Buch-Tipps für den Chartertörn im Norden und Süden

Hamburg (SP) Ferien auf einer Yacht unterscheiden sich in vielen Dingen von einem Hotelurlaub. Das beginnt schon beim Gepäck. Koffer sind für eine Yacht ungeeignet, und das hat gute Gründe. Man kann einen großen Koffer nicht nur schlechter verstauen als eine zusammenlegbare Reisetasche oder einen Seesack und ein Koffer wird bei Seegang unter Deck schnell zu einem gefährlichen Geschoss.

Auch beim Schuhwerk gibt es Unterschiede. Für einen Segeltörn benötigt man ein paar Segel- oder Turnschuhe mit heller Sohle. Da die Schuhe nass werden können, sollte ein zweites Paar ins Chartergepäck. Dafür reicht ein paar Straßenschuhe völlig aus, und Strümpfe liegen in der Regel ungebraucht herum. Um sich gefahrlos an Stränden, aber auch in öffentlichen Duschen (Achtung Fußpilze) bewegen zu können, gehören Badelatschen zur Pflichtausrüstung.

Für den Törn in südlichen Breiten gibt es für die Oberbekleidung eine Faustformel. Wer 14 Tage segelt und keinmal etwas waschen will, sollte neben der täglich frischen Unterhose rund zehn T-Shirts, zwei bis drei langärmelige Hemden einen dünnen Pullover und zwei kurze Hosen sowie zwei lange Hosen mitnehmen. In den Seesack gehören dann noch zweimal Badebekleidung, ein Badehandtuch, zwei normale Handtücher und ein Bettbezug (wenn die Bordbettdecke zu warm werden).

Bei der Jacke, die man auf der Reise zum Schiff trägt, sollte es sich um ein regendichtes Exemplar handeln. Am besten nimmt man eine dünne, atmungsaktive Segeljacke.

Auch in Sachen Körperpflege gibt es auf einer Yacht andere Maßstäbe als in einem Hotel. Da man sich fast ausschließlich an der frischen Luft unter der südlichen Sonne aufhält, muß eine extra große Portion Sonnencreme mitgenommen werden. Empfindliche Menschen brauchen eine Kopfbedeckung.
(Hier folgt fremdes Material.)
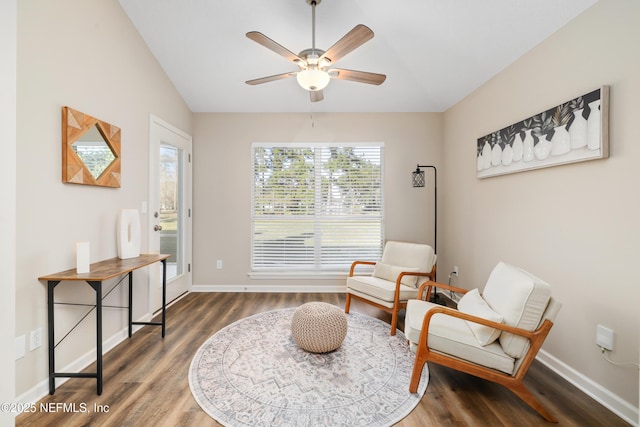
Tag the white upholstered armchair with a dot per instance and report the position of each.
(494, 336)
(395, 278)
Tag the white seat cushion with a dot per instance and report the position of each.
(472, 303)
(521, 298)
(380, 289)
(452, 336)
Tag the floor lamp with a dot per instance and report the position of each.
(418, 181)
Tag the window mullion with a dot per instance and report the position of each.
(317, 210)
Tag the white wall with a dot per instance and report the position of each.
(575, 226)
(86, 55)
(222, 181)
(8, 35)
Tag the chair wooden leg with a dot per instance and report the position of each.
(520, 390)
(418, 367)
(394, 321)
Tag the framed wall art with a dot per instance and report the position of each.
(90, 150)
(574, 131)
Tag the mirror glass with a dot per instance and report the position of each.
(94, 151)
(90, 150)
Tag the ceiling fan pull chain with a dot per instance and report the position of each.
(313, 25)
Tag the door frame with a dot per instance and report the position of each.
(157, 125)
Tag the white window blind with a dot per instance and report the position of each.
(316, 207)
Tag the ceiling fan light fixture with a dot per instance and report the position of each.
(313, 79)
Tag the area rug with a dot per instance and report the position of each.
(252, 373)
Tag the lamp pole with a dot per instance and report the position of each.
(435, 199)
(418, 181)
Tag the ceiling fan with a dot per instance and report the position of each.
(314, 73)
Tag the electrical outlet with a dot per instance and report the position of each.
(35, 339)
(604, 337)
(20, 345)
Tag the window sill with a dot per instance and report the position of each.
(298, 275)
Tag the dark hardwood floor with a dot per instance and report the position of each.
(146, 378)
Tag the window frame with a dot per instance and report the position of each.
(317, 271)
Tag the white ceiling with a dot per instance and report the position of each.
(434, 52)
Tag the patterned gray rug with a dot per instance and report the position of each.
(252, 373)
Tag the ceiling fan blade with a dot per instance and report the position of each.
(357, 76)
(271, 78)
(349, 42)
(273, 46)
(316, 95)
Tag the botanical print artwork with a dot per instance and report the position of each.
(574, 131)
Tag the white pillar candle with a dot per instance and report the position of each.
(82, 257)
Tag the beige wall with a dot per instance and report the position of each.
(87, 55)
(576, 225)
(8, 34)
(222, 180)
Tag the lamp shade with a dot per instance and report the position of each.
(418, 178)
(313, 79)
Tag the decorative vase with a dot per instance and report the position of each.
(578, 130)
(507, 155)
(486, 156)
(496, 155)
(542, 148)
(527, 146)
(518, 147)
(593, 126)
(560, 141)
(128, 234)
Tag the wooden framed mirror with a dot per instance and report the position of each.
(90, 150)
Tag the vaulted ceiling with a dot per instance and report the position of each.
(434, 52)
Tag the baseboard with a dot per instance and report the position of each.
(303, 288)
(605, 397)
(41, 389)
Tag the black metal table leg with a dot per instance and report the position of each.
(130, 303)
(97, 286)
(164, 295)
(51, 284)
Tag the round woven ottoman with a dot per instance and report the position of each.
(318, 327)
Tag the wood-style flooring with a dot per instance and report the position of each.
(146, 378)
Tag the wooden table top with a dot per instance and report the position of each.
(107, 269)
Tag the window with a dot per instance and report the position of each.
(316, 207)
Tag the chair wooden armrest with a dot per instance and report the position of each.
(356, 263)
(431, 284)
(531, 335)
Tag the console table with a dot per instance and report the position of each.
(99, 272)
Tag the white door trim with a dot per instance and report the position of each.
(157, 125)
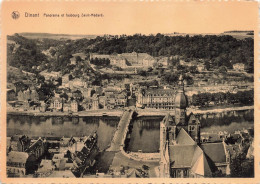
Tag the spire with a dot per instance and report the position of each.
(180, 98)
(181, 84)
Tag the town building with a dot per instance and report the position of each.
(182, 153)
(17, 164)
(156, 98)
(19, 143)
(57, 104)
(239, 67)
(28, 94)
(38, 148)
(10, 95)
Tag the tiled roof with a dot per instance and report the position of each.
(17, 157)
(215, 151)
(62, 174)
(160, 92)
(183, 138)
(193, 119)
(168, 120)
(202, 165)
(181, 156)
(38, 143)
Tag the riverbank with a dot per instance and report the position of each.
(163, 112)
(217, 110)
(119, 112)
(93, 113)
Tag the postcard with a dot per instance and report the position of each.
(129, 92)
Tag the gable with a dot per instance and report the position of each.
(183, 138)
(215, 151)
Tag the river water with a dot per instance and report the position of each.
(145, 133)
(61, 126)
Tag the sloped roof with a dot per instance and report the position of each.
(193, 120)
(201, 166)
(62, 174)
(168, 120)
(181, 100)
(181, 156)
(45, 166)
(17, 157)
(183, 138)
(215, 151)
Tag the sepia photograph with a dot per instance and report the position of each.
(141, 104)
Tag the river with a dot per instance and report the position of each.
(145, 133)
(61, 126)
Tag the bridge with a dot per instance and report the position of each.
(121, 131)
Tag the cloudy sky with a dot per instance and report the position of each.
(131, 17)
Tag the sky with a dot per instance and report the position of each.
(130, 17)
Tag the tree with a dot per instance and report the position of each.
(240, 167)
(222, 69)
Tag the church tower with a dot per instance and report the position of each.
(181, 104)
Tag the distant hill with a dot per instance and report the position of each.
(56, 36)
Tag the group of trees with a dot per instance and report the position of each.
(241, 97)
(100, 61)
(24, 54)
(216, 51)
(222, 50)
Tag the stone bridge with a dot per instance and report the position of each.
(121, 132)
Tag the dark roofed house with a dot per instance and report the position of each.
(20, 164)
(182, 153)
(37, 149)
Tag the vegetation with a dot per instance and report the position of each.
(241, 97)
(215, 50)
(100, 62)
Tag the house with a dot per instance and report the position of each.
(28, 94)
(239, 67)
(118, 61)
(20, 86)
(38, 148)
(19, 143)
(182, 153)
(10, 95)
(87, 103)
(74, 106)
(17, 163)
(77, 95)
(50, 75)
(201, 67)
(57, 104)
(65, 80)
(163, 62)
(62, 174)
(95, 103)
(156, 98)
(45, 168)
Erfahrene Segler decken sich auch mit Seewasser-Shampoo ein, was beim Haare waschen mit Seewasser viel besser schäumt als normales Haarwaschmittel.

Nichts anfangen kann man übrigens mit einem Föhn oder anderen 220-Volt-Geräten. An Bord hat das Stromnetz in der Regel nur 12 Volt. Auch Handy-Aufladegeräte für die 220-Volt-Steckdose funktionieren nicht auf einer Jacht.



Etwas anders sieht der Inhalt des Seesackes aus, wenn es in nördliche Gewässer wie Ostsee oder IJsellmeer geht. Dann muß man vor allen Dingen daran denken, dass der nordische Sommer auch kalte Tage haben kann. Faserpelz, dicke Strümpfe und Pullover gehören dann genauso zum Chartergepäck wie Gummistiefel und gutes Ölzeug.

Charterjachten sind in der Regel nur mit der nötigsten Zusatzausrüstung bestückt. Es empfiehlt sich deshalb, für alle Fälle ein paar “Ersatzteile” mitzunehmen und auch sogenanntes Universalwerkzeug. So erfüllen ein solides Taschenmesser und ein “Leatherman” (Werkzeugkombination in einer kleinen Tasche am Gürtel zu tragen) immer gute Dienste an Bord. In die Charterkiste gehören auch drei bis vier Ersatzschäkel unterschiedlicher Größe, eine etwa 20 Meter lange reissfeste Leine (Wäscheleinenstärke) und ein sogenannter Snatchblock mit Schnappschäkel mittlerer Größe.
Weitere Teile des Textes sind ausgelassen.